LAS VEGAS (KTNV) — The Mountain West Conference announced the indefinite postponement of all scheduled fall sports contests, including most notably football, due to ongoing coronavirus pandemic.
Along with UNLV and University of Nevada, Reno, schools that are members of the conference include: Air Force Academy, Boise State University, Colorado State, Fresno State, University of New Mexico, San Diego State University, San Jose State University, Utah State University and University of Wyoming.
The Mountain West is the second major collegiate league to postpone their football season, following the Mid-American Conference, which made their decision this past Saturday. The two conferences are among 10 that comprise the Football Bowl Subdivision.
Meanwhile, leaders from what is known as the Power 5, which are the Big 12, Big 10, Pac-12, SEC and ACC, have been discussing the upcoming season. The potential of postponing the season has prompted a number of top players and coaches to push for universities to allow play this fall, despite concerns over the coronavirus.
“Nothing is more important than the health and well-being of our students, student-athletes, coaches, faculty, staff and overall communities,” said Dr. Mary Papazian, President at San José State University and Chair of the Mountain West Board of Directors, said in a statement announcing the decision. “Through the hard work of many over the past several months, the Conference made every effort to create an opportunity for our student-athletes to compete, and we empathize with the disappointment this creates for everyone associated with our programs. The best interests of our students and student-athletes remain our focus and we will persist in our efforts to forge a viable and responsible path forward.”
Other sports impacted by today’s decision are men’s and women’s cross country, women’s soccer and women’s volleyball (with the exception of the unique circumstances involved with the military service academies).
The Mountain West said in a statement that it will begin to explore the feasibility of rescheduling fall sports competition, including the possibility of those sports competing in the spring, and develop options for consideration.
“Since the start of the pandemic, our membership and staff have been working diligently to prepare for a fall sports season,” said Mountain West Commissioner Craig Thompson. “We were hopeful we could carefully and responsibly conduct competition as originally scheduled with essential protocols in place. However, numerous external factors and unknowns outside our control made this difficult decision necessary. I fully understand the impact of this outcome on our student- athletes, coaches, administrators and staff who work so hard daily to play the sports we all love, and I share in their disappointment. We will continue to navigate this pandemic together, overcome the obstacles and return to intercollegiate athletics at the earliest opportunity.”
Last week, the league announced that all fall competition in the sports of men’s and women’s golf, men’s and women’s tennis, women’s swimming and diving, men’s and women’s indoor track and field, softball and baseball were canceled. At this time, there are ongoing discussions regarding the status of winter sports.

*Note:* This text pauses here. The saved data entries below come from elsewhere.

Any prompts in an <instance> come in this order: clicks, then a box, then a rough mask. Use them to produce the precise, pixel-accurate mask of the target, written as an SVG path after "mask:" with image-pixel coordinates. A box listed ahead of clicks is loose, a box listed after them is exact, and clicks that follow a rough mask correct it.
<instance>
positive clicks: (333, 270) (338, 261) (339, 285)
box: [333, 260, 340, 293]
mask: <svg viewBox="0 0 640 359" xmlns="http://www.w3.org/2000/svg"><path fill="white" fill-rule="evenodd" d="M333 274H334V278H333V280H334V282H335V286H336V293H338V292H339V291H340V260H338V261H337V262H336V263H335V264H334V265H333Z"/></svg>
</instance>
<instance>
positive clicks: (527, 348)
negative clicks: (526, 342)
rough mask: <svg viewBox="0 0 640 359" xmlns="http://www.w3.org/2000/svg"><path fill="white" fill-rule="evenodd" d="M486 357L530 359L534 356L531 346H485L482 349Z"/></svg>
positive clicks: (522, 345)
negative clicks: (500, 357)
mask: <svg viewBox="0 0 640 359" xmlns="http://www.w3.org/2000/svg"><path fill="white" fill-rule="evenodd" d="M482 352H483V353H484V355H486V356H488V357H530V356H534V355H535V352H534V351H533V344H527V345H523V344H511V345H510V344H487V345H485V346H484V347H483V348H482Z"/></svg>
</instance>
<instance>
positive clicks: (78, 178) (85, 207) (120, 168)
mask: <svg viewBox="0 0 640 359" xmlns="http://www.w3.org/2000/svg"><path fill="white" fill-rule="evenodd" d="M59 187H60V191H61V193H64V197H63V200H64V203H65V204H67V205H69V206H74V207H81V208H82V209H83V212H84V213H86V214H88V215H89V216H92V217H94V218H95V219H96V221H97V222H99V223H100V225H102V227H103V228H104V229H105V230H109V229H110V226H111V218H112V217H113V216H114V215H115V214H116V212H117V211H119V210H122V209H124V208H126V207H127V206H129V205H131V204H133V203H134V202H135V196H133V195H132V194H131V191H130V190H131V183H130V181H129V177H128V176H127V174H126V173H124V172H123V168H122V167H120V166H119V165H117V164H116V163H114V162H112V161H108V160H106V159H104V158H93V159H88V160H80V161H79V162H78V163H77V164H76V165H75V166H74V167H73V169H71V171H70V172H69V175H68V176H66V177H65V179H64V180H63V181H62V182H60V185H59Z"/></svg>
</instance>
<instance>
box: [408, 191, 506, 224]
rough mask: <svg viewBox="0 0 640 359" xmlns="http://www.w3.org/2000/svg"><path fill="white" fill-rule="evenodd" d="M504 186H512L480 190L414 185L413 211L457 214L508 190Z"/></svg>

"The power 5 conferences - they have the budgets, they have the money to spend on COVID testing, whereas the smaller conferences and smaller schools probably don't," said Tony Cordasco, a longtime Rebel announcer. He said when it comes to non-power 5 conferences, much of the reasoning for canceling or postponing college football has to do with economics.
"They want them to be safe and secure, yes, but with COVID related illnesses, the players want assurances that even 5 years after they leave the school, all their medical expenses would be taken care of by the school and that turns into a lot of money," said Cordasco.

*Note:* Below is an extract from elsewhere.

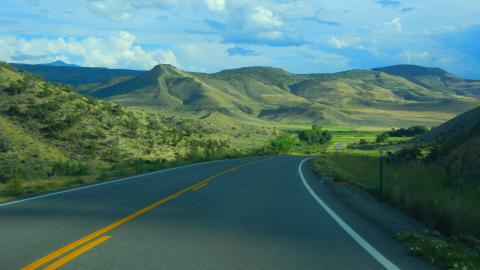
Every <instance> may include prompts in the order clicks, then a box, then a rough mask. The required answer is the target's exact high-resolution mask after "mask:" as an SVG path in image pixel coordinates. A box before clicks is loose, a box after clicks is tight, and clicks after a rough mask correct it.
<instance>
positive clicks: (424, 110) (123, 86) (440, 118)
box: [77, 65, 480, 127]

Cordasco said creating a bubble like the NHL or NBA just isn't feasible with football, professional or college. He doesn't expect a potential pause to impact UNLV's momentum when it comes to the new coaches, training complex and recruiting but that doesn't mean current players won't lose out.
"I always think about the student-athletes or high school athletes where they continue to grow during the off season. They continue to mature, they get bigger, they get stronger, they get faster. And they're going through these periods now and they have to be able to harness that energy into football, into athletics."